Print to check missing values:
 - data to be fed to the model shoul have no missing values!

house_id         0
city             0
sale_price       0
sale_date        0
months_listed    0
bedrooms         0
house_type       0
area             0
dtype: int64
unique values in house_type column is: ['Semi-detached' 'Detached' 'Terraced']
Print head of the cleaned dataframe:


Unnamed: 0,house_id,city,sale_price,sale_date,months_listed,bedrooms,house_type,area
0,1217792,Silvertown,55943,2021-09-12,5.4,2,Semi-detached,107.8
1,1900913,Silvertown,384677,2021-01-17,6.3,5,Detached,498.8
2,1174927,Riverford,281707,2021-11-10,6.9,6,Detached,542.5
3,1773666,Silvertown,373251,2020-04-13,6.1,6,Detached,528.4
4,1258487,Silvertown,328885,2020-09-24,8.7,5,Detached,477.1


# Task 3 

The team at RealAgents have told you that they have always believed that the number of bedrooms is the biggest driver of house price. 

Producing a table showing the difference in the average sale price by number of bedrooms along with the variance to investigate this question for the team.

 - You should start with the data in the file 'house_sales.csv'.

 - Your output should be a data frame named `price_by_rooms`. 

 - It should include the three columns `bedrooms`, `avg_price`, `var_price`. 

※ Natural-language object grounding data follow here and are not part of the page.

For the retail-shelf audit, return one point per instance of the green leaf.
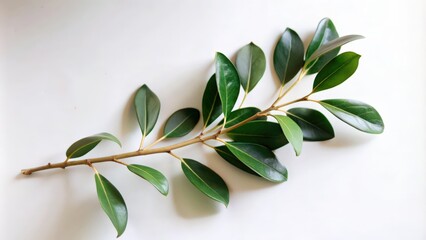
(288, 56)
(326, 31)
(228, 156)
(228, 83)
(212, 107)
(147, 107)
(336, 71)
(268, 134)
(181, 122)
(260, 159)
(315, 126)
(156, 178)
(251, 65)
(85, 145)
(355, 113)
(240, 115)
(112, 203)
(292, 132)
(206, 180)
(330, 46)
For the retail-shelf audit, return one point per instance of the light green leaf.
(206, 180)
(147, 107)
(259, 159)
(181, 122)
(288, 56)
(314, 124)
(85, 145)
(326, 31)
(112, 203)
(355, 113)
(156, 178)
(228, 83)
(292, 132)
(211, 106)
(251, 65)
(330, 46)
(336, 71)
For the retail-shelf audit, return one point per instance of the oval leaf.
(212, 107)
(288, 56)
(224, 152)
(251, 65)
(336, 71)
(206, 180)
(292, 132)
(181, 122)
(156, 178)
(268, 134)
(326, 31)
(85, 145)
(112, 203)
(315, 126)
(228, 83)
(240, 115)
(147, 107)
(260, 159)
(355, 113)
(330, 46)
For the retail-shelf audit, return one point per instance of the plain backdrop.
(68, 69)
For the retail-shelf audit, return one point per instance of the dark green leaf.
(251, 64)
(314, 124)
(147, 107)
(112, 203)
(260, 159)
(85, 145)
(240, 115)
(212, 107)
(330, 46)
(336, 71)
(355, 113)
(268, 134)
(228, 83)
(181, 122)
(325, 32)
(292, 132)
(288, 56)
(156, 178)
(206, 180)
(224, 152)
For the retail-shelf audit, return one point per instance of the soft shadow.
(189, 202)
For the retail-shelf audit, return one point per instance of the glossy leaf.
(228, 83)
(315, 126)
(260, 159)
(292, 132)
(240, 115)
(336, 71)
(228, 156)
(147, 107)
(330, 46)
(355, 113)
(112, 203)
(268, 134)
(326, 31)
(288, 56)
(251, 65)
(181, 122)
(156, 178)
(206, 180)
(212, 107)
(85, 145)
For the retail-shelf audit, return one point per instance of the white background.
(68, 69)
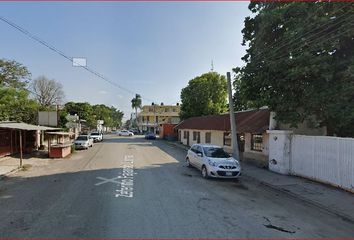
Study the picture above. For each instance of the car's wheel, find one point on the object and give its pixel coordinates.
(205, 172)
(188, 162)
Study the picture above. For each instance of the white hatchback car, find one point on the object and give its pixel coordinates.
(125, 133)
(213, 161)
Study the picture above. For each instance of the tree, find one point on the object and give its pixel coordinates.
(13, 74)
(204, 95)
(47, 92)
(15, 105)
(299, 62)
(136, 103)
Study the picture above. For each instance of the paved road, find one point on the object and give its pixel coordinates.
(82, 197)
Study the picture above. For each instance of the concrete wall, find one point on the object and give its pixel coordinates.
(304, 129)
(217, 138)
(325, 159)
(260, 157)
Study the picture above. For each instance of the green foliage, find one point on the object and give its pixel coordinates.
(299, 62)
(16, 106)
(13, 74)
(204, 95)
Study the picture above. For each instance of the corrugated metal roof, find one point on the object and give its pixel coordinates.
(253, 121)
(24, 126)
(61, 133)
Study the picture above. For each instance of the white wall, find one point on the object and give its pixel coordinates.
(325, 159)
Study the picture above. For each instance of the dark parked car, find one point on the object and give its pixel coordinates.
(150, 135)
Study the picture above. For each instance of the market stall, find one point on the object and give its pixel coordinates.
(59, 144)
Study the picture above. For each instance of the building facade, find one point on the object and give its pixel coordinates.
(252, 136)
(153, 116)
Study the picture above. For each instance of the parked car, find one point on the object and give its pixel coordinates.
(125, 133)
(135, 131)
(96, 136)
(83, 142)
(150, 135)
(213, 161)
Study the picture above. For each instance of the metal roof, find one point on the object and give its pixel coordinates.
(251, 121)
(61, 133)
(24, 126)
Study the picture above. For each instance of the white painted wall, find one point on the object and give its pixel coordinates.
(325, 159)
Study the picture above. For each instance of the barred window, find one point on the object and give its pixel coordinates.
(227, 139)
(257, 142)
(196, 136)
(208, 137)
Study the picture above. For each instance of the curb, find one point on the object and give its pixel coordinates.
(308, 201)
(2, 176)
(289, 193)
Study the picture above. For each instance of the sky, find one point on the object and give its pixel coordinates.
(150, 48)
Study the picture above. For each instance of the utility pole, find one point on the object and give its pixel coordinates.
(235, 152)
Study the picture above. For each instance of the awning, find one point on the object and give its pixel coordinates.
(25, 126)
(61, 133)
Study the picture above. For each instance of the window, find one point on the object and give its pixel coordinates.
(199, 150)
(194, 148)
(208, 137)
(257, 142)
(196, 136)
(227, 139)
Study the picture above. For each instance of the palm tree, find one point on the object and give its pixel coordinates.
(136, 103)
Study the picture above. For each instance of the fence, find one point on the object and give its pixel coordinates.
(326, 159)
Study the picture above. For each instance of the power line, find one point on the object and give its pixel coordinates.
(300, 36)
(51, 47)
(323, 39)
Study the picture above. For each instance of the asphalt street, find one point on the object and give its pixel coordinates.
(129, 187)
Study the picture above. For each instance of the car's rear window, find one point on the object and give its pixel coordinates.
(81, 138)
(215, 152)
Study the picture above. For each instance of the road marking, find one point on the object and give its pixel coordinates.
(125, 180)
(107, 180)
(127, 183)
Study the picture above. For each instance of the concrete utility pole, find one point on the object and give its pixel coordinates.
(235, 152)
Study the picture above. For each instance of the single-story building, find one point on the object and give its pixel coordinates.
(16, 135)
(251, 126)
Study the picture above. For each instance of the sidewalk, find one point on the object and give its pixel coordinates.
(332, 199)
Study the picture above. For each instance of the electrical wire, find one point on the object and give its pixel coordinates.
(51, 47)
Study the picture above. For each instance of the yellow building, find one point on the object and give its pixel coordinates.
(151, 116)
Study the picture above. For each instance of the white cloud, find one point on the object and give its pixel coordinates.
(103, 92)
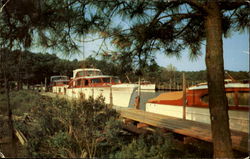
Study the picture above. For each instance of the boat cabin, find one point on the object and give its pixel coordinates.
(94, 81)
(82, 72)
(59, 80)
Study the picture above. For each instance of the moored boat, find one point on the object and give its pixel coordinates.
(171, 104)
(88, 83)
(146, 85)
(59, 84)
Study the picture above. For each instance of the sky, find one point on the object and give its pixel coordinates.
(236, 55)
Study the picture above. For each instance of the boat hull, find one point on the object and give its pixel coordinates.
(148, 87)
(60, 89)
(238, 120)
(118, 95)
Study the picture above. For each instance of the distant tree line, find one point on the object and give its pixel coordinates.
(32, 68)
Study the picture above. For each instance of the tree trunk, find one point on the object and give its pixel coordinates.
(10, 120)
(218, 104)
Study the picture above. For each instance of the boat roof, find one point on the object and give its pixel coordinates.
(58, 76)
(90, 77)
(227, 85)
(168, 96)
(86, 69)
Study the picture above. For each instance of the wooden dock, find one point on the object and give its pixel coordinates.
(184, 127)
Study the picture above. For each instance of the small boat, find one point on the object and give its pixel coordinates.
(146, 85)
(91, 82)
(59, 84)
(171, 104)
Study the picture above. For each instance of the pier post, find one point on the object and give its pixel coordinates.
(184, 95)
(111, 97)
(137, 99)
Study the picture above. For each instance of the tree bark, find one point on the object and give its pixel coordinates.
(10, 119)
(218, 104)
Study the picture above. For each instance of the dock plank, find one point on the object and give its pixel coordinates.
(184, 127)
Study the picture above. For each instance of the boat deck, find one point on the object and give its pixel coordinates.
(184, 127)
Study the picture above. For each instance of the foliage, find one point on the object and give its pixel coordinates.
(71, 129)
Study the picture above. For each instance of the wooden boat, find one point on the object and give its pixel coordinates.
(59, 84)
(90, 82)
(171, 104)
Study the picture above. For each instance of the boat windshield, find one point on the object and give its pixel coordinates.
(88, 73)
(106, 80)
(57, 78)
(116, 80)
(96, 80)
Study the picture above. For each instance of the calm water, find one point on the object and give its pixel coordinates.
(145, 96)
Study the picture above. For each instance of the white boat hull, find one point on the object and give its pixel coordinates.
(60, 89)
(148, 87)
(119, 95)
(238, 120)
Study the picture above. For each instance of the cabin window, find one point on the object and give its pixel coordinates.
(78, 82)
(116, 80)
(244, 98)
(96, 80)
(86, 83)
(79, 74)
(106, 80)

 - Your answers should be rounded to 1 decimal place.   

In [63]:
# task 3: analyzing price by bedrooms
def analyze_price_by_bedrooms(df):
    """
    let's calculate average price and variance by number of bedrooms
    """

    
    analysis_df = df.copy()
    
    # ensure bedrooms is numeric
    analysis_df['bedrooms'] = pd.to_numeric(analysis_df['bedrooms'], errors='coerce')
    
    # group by bedrooms and culculate statistics
    price_stats = analysis_df.groupby('bedrooms')['sale_price'].agg([
        ('avg_price', 'mean'),
        ('var_price', 'var')
    ]).reset_index()
    
    # round to 1 decimal place
    price_stats['avg_price'] = price_stats['avg_price'].round(1)
    price_stats['var_price'] = price_stats['var_price'].round(1)
    
    return price_stats

# output for the price statistics by bedrooms : price_by_rooms
price_by_rooms = analyze_price_by_bedrooms(clean_data)

# print the dataframe to check

print(f"\nprice_by_rooms shape: {price_by_rooms.shape}")
print("="*50)
display(price_by_rooms)


price_by_rooms shape: (5, 3)


Unnamed: 0,bedrooms,avg_price,var_price
0,2,67076.4,565289600.0
1,3,154665.1,2378289000.0
2,4,234704.6,1725211000.0
3,5,301515.9,2484328000.0
4,6,375741.3,3924432000.0


# Task 4

Fit a baseline model to predict the sale price of a house.

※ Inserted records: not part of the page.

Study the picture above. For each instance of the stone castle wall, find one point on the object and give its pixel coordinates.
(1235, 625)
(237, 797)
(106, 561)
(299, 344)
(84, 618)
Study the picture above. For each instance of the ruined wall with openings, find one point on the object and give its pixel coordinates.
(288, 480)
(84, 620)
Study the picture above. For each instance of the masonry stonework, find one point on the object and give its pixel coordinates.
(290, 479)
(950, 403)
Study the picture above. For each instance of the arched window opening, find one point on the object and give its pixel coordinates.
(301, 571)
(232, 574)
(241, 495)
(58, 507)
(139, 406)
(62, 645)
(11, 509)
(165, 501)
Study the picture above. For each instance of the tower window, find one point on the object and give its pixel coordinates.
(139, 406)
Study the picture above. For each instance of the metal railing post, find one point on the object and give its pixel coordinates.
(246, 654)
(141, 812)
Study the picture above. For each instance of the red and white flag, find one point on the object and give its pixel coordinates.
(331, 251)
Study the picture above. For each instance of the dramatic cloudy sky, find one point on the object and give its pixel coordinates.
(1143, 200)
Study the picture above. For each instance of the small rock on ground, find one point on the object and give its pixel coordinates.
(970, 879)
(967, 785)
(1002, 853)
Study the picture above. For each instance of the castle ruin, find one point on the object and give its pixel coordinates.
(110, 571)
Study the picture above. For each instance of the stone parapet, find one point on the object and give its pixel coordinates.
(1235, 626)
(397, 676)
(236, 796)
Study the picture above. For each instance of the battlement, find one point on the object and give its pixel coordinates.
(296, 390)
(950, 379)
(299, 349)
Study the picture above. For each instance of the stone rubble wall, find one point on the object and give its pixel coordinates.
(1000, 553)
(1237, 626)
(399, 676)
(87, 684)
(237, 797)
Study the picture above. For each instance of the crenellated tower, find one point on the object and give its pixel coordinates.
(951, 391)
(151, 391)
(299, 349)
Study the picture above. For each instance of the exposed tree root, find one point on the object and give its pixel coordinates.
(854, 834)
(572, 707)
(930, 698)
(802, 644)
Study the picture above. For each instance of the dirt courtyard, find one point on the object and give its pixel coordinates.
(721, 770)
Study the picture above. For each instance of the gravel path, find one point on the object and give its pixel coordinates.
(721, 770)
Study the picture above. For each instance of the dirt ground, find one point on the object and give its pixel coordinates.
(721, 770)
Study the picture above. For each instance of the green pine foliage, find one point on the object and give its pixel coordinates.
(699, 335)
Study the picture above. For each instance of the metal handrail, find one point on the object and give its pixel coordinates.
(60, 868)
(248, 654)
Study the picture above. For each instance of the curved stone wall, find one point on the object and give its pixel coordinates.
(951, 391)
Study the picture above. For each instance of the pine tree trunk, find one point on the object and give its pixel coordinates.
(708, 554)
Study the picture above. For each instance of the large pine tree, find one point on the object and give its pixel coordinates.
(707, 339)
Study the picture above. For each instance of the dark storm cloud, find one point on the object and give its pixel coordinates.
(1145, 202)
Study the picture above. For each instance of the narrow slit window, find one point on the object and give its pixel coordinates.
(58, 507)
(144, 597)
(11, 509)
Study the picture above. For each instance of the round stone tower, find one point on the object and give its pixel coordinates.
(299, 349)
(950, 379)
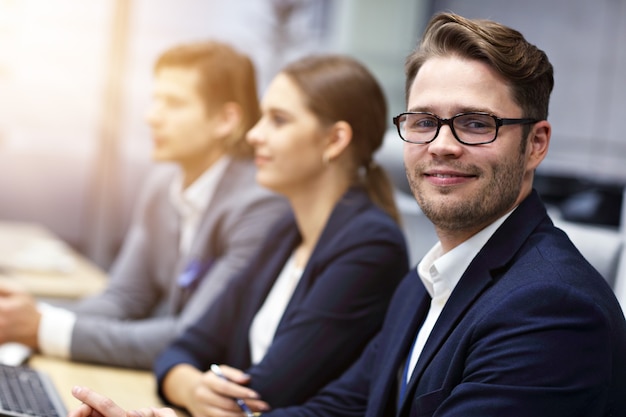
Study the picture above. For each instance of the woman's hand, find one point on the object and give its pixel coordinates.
(215, 396)
(96, 405)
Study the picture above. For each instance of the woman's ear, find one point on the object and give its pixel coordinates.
(339, 138)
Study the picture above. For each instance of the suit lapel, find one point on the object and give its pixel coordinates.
(499, 250)
(399, 341)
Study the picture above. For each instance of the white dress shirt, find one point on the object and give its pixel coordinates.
(266, 320)
(57, 324)
(440, 273)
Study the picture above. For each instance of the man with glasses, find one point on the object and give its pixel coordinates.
(503, 316)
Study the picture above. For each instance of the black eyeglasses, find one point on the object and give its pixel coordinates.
(473, 128)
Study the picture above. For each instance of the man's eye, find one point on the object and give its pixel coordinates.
(279, 120)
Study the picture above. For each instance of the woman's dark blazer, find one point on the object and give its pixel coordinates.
(338, 305)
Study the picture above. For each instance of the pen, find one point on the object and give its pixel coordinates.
(241, 403)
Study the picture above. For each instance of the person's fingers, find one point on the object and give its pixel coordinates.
(99, 403)
(153, 412)
(236, 375)
(82, 410)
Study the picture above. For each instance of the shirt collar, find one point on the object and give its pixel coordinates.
(196, 197)
(441, 272)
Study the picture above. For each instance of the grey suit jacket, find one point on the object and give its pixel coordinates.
(144, 307)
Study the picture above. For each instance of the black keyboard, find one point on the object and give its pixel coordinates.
(22, 392)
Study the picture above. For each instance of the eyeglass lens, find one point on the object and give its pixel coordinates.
(472, 128)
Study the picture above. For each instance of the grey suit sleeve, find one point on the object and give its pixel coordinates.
(136, 342)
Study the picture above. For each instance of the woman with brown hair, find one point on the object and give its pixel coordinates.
(305, 308)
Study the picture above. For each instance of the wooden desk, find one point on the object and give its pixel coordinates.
(33, 258)
(131, 389)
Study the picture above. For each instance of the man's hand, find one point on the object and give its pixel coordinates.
(19, 317)
(96, 405)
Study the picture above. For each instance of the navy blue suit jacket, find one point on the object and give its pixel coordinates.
(337, 307)
(530, 330)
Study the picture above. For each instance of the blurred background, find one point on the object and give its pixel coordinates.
(75, 80)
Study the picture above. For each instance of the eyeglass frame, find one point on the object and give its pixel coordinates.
(500, 121)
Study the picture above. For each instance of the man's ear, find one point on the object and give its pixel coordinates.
(228, 118)
(339, 138)
(538, 143)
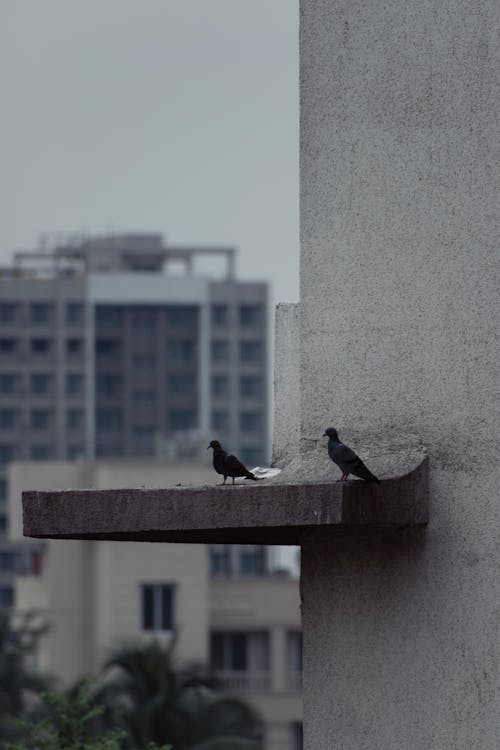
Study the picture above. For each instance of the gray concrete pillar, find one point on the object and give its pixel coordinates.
(400, 228)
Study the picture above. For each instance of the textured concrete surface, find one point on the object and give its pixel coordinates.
(263, 512)
(286, 429)
(400, 229)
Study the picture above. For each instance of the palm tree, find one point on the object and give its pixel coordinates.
(157, 700)
(19, 686)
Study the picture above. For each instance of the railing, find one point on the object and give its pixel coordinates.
(246, 680)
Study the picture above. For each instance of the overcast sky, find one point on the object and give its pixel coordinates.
(177, 116)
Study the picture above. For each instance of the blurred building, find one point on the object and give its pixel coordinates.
(234, 607)
(107, 350)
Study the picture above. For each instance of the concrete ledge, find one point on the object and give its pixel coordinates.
(265, 512)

 1. Fit your model using the data contained in “train.csv” </br></br>

 2. Use “validation.csv” to predict new values based on your model. You must return a dataframe named `base_result`, that includes `house_id` and `price`. The price column must be your predicted values.

In [64]:
# ttask 4: Baseline model
from sklearn.linear_model import LinearRegression

# load training and validation data
train_df = pd.read_csv('train.csv')
validation_df = pd.read_csv('validation.csv')

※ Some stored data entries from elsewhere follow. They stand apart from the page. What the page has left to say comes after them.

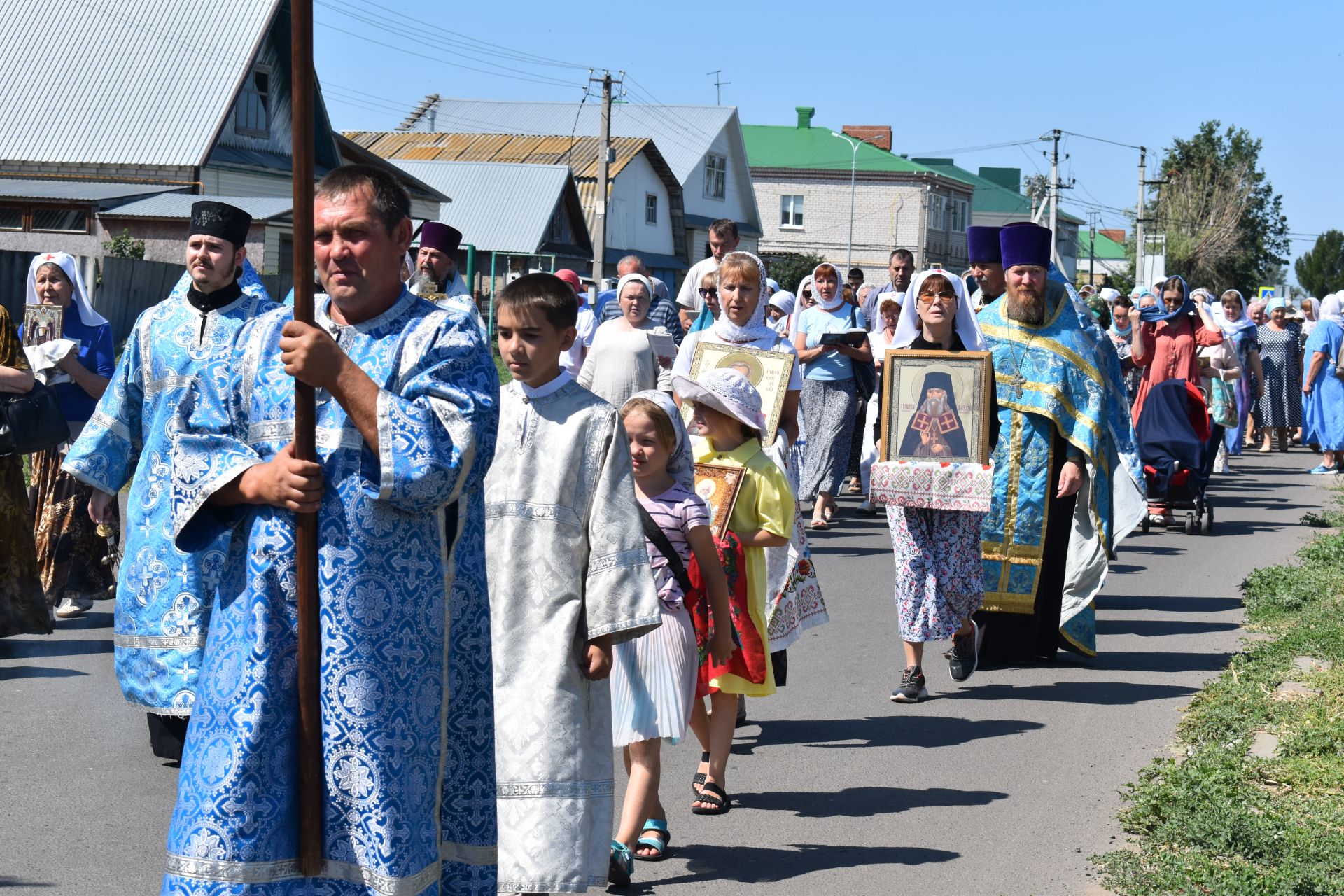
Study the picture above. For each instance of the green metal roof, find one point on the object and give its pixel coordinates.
(991, 197)
(815, 148)
(1107, 248)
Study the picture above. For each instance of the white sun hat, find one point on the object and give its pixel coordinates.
(724, 390)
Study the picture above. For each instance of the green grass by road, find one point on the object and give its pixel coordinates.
(1218, 821)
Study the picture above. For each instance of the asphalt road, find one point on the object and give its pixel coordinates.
(1003, 785)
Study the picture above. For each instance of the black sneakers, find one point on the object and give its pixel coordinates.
(962, 660)
(911, 687)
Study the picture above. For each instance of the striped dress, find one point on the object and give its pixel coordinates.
(654, 676)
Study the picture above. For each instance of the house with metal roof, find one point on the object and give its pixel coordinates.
(1000, 200)
(150, 101)
(644, 211)
(1101, 254)
(518, 218)
(803, 174)
(702, 146)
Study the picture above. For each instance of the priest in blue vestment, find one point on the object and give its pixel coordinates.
(407, 406)
(1068, 479)
(164, 594)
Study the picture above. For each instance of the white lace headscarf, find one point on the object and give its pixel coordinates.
(756, 328)
(968, 328)
(67, 265)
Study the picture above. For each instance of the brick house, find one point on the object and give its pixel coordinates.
(802, 179)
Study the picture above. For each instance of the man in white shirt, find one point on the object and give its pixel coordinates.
(587, 326)
(723, 239)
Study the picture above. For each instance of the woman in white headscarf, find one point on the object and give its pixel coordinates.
(1238, 330)
(622, 360)
(1323, 391)
(830, 399)
(940, 580)
(69, 548)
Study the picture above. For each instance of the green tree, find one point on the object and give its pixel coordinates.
(1320, 270)
(122, 246)
(790, 267)
(1222, 219)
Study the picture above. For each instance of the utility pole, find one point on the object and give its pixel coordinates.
(1139, 218)
(1092, 246)
(1054, 202)
(718, 85)
(604, 163)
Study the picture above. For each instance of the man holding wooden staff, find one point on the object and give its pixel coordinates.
(406, 419)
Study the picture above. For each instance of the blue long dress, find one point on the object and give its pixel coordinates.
(405, 669)
(163, 594)
(1323, 410)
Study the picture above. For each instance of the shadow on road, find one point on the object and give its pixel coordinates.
(26, 649)
(864, 802)
(879, 731)
(35, 672)
(1102, 694)
(760, 865)
(1159, 628)
(1164, 603)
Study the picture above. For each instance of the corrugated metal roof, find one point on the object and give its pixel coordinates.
(90, 191)
(144, 83)
(991, 197)
(500, 207)
(581, 153)
(682, 133)
(815, 148)
(179, 206)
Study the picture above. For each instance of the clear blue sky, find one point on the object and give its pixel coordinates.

def prepare_baseline_model(train_data, validation_data):
    """
    fit a simple baseline model using only bedrooms as predictor
    """
    # for the baseline model, we can use only bedrooms as feature
    # tthis is simple but gives us an actual fitted model
    
    # prepare training data
    X_train = train_data[['bedrooms']].values.reshape(-1, 1)
    y_train = train_data['sale_price'].values
    
    # fit linear regression model
    model = LinearRegression()
    model.fit(X_train, y_train)
    
    # prepare validation data
    X_val = validation_data[['bedrooms']].values.reshape(-1, 1)
    
    # then make predictions
    predictions = model.predict(X_val)
    
    # create result dataframe
    result_df = pd.DataFrame({
        'house_id': validation_data['house_id'],
        'price': predictions
    })
    
    return result_df

# return dataframe of  baseline predictions
base_result = prepare_baseline_model(train_df, validation_df)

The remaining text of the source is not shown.